John Stezaker films at De La Warr Bexhill.
The John Stezaker at Bexhill is pretty impressive but kind of straight forward in conception. He is known for having a huge collection of old post cards, presumably all sorted into categories such as churches and film stars. He has then photographed a category and literally turned each photo into a frame of a film. Using a 24 frame per minute timing, the film then hits you in the face like a visual stutter.
You kind of know what is going on but can't make any visual form to it. Its like watching the movement of a tide where shades and tones seem to join together to give abstract form to the whole. This is the kind of visual form for musical serialism like the compositions of Steve Reich. Particles coming together to form a whole.

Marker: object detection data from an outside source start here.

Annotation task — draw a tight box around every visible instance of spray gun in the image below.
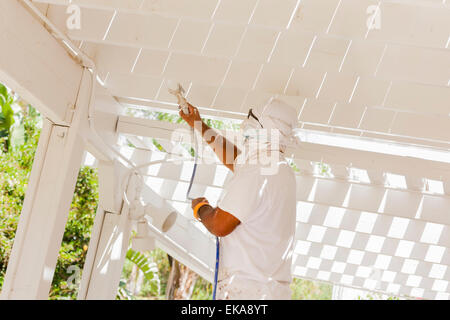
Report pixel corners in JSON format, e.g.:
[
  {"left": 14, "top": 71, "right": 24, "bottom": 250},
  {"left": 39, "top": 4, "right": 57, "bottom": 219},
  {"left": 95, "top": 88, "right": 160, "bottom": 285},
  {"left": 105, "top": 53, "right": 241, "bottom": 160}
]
[
  {"left": 169, "top": 83, "right": 189, "bottom": 114},
  {"left": 169, "top": 83, "right": 220, "bottom": 300}
]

Probably the most accessible of the films involves a repetitive sequence of horses. These images come from a book of studs. They are very similar to each other in the way that the horses stand rigidly facing in the same direction with very little difference in their size or stance. This means that only the tonal qualities of their markings and the background changes radically. The actual subject matter, the horses, merely flicker and shimmer. Reminiscent of the early film experiments of Muybridge, the film almost creates the opposite affect. Everything moves apart from the horses.
On an adjacent wall the film projected concentrates on church interiors. In some ways this appears the most successful in the way that it seems to portray a comprehensive journey. The similarity of the initial imagery seems to drive the viewer’s eye into a form of tunnel vision as if driving through a motorway underpass or looking through a train window. Its kind of Luis Bunuel meets Willie Doherty. A journey that appears to transport us through both time and consciousness.
It is this question of consciousness which seems to be the underpinning thing which governs the exhibition and comes to the fore in the last film. Based on Stezaker’s collection of postcards featuring film personalities, it is in fact the thing that hits you first when you enter the room. Because the subject matter of each individual frame has a complete structural difference the immediate impression is of being hit between the eyes by a scatter gun of imagery. A visual assault, kind of inducing nausea and panic in equal doses. As with all things that act on your central nervous system you have to come up very quickly with ways of coping with it in order to avoid an inevitable physical response. As all drunks know and anyone who has experienced the final dip of a shelter skelter, the only way to cope is to relax and go with it. Within Stezaker’s film there is a similar initial reaction. An attempt to focus on a central area within the film causes it to hit you in waves and creates more lyrical movement. There is a tendency within the mind then to try and focus on an individual frame, which of course is impossible. Did I see Charlie Chaplin in there? Was there a scene from High Society? Who knows.
In a way it is not important because in this case the medium really is the message. Its not dissimilar to the way that the actual mind works, the way memory is fragmented and then reassembled in order to make sense of the world. This is the raw material of memory presented in its entirety and in a way that questions how we deal and cope with our lives. William Burroughs experimented with these kinds of cut ups both with words and film as a way of questioning our acceptance of our consciousness. This kind of cut up is not a new thing in art and yet Stezaker seems to be putting a new lilt on it. It is a strangely British preoccupation which formulates itself into collecting the detritus of other people’s lives. Jumble sale mentality is embedded into the British psyche and no art college would survive without that fundamental obsessiveness of the collector . Essentially this is where Stezaker seems to come from. Out of the eaves of the art college and into the collective memory.